Aside from one not terribly 2009 successful release of an American Girl homeless doll (named Gwen Thompson – see the Good Morning America clip here) there hasn’t been much criticism in the media.

(Really? A doll representing a homeless girl living in a car with her mother that retailed for $95? When 1 out of 50 American children are truly, honest-to-goodness homeless? Someone wasn’t thinking too clearly about the price of privilege with that one. But I digress.)

It seems that compared to so much of what is on offer in the raging acid-pink girly aisles of your local toy store, these dolls come out looking pretty darned good (if you can afford them, that is).

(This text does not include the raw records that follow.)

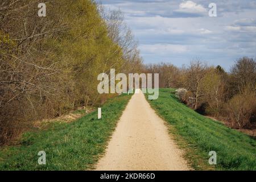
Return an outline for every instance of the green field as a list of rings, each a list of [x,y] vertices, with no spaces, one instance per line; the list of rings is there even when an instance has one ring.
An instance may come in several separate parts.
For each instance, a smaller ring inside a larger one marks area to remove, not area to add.
[[[102,154],[131,95],[110,99],[102,106],[102,119],[94,111],[69,123],[25,133],[20,144],[0,148],[0,170],[85,170]],[[39,165],[38,152],[46,152]]]
[[[148,102],[170,124],[170,132],[193,168],[256,170],[255,139],[198,114],[181,104],[174,91],[160,89],[159,98]],[[214,167],[208,163],[210,151],[217,152]]]

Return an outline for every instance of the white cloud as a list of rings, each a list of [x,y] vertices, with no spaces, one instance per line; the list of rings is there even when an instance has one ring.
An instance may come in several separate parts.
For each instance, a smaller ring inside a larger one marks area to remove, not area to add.
[[[207,9],[200,4],[197,4],[192,1],[187,1],[181,3],[179,5],[179,9],[175,10],[175,11],[190,14],[201,14],[206,13]]]
[[[187,47],[183,45],[170,44],[141,44],[139,49],[146,53],[167,55],[170,53],[181,53],[187,51]]]
[[[256,32],[256,26],[226,26],[225,30],[241,32]]]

But one recent Huffington Post article just caught my eye, in which the author takes the AG company to task for the ultra-thin models in their successful American Girl Magazine:

And so my question to American Girl is why — if they care about little girls, if they want them to grown up with a life full of imagination, to grow up and be caring, responsible babysitters — why aren’t you doing anything to act out against what seems to be the biggest issue that girls, both big and little, face on a daily basis?  Flip through your own magazine.  It’s full of ways to be a better person, to have clean, safe fun with friends.  And yet every picture is of adolescent models: thin girls who in a few short years might be walking the catwalk, selling us the products and the body image that we’re supposed to want and have, but ultimately can’t and won’t.  I look through your magazine and I don’t see my daughter.  I don’t see normal girls, some who are short, some who are pudgy or overweight alongside the tall thin ones.  The reality I see in your magazine isn’t the reality of Isabela and some of her friends and classmates; it’s the reality of an industry that profits by telling us that we’re not good enough.  American Girl magazine runs the risk of telling my daughter, aged seven, that she’s not good enough.  Is this the best you can do?

Excellent question. And perhaps this diversity of size might also be applied to the dolls themselves, which while relatively normally proportioned, certainly don’t reflect the  20% of U.S. children under 11 who are considered clinically obese according to the Center for Disease Control in Atlanta.

It comes down to our choices as parents: what do we want to reflect to our children in their toys and playthings? How much range of choice do we have in offering them different kids of representation? How much dialogue do we have with them about what is on offer?

I’d prefer my daughters to have an American Girl doll over a Bratz doll any day, but I’m not entirely satisfied there either. So we’ve used it as a platform for discussion about all of these different kinds of things since they got the dolls as presents from their great-aunt and uncle, right down to our fraught visits to the shops (in which they chose to spend their birthday money on stuffed dog companions for their dolls).

I was surprised and touched to see one of girls (then six years old) choose Josefina, the Latina doll, for her own, (though we live in Montreal and don’t personally know anyone Latino/a), simply because she loved her olive skin, thick hair and the accompanying chapter books about life two hundred years ago in New Mexico. I was always pleased to see the open-ended ways they played with the dolls (though my older ones have long since passed them down to their younger sister), where they were not limited to recreating the narrative of the TV shows that seem to define other dolls and action heroes.

In many ways, the dolls offer the girls whose families can afford them a wonderful play experience. But as a parent, it’s important not to ignore the complex issues that lurk beneath the blank, conventionally pretty faces we offer up to our children as models of girlhood.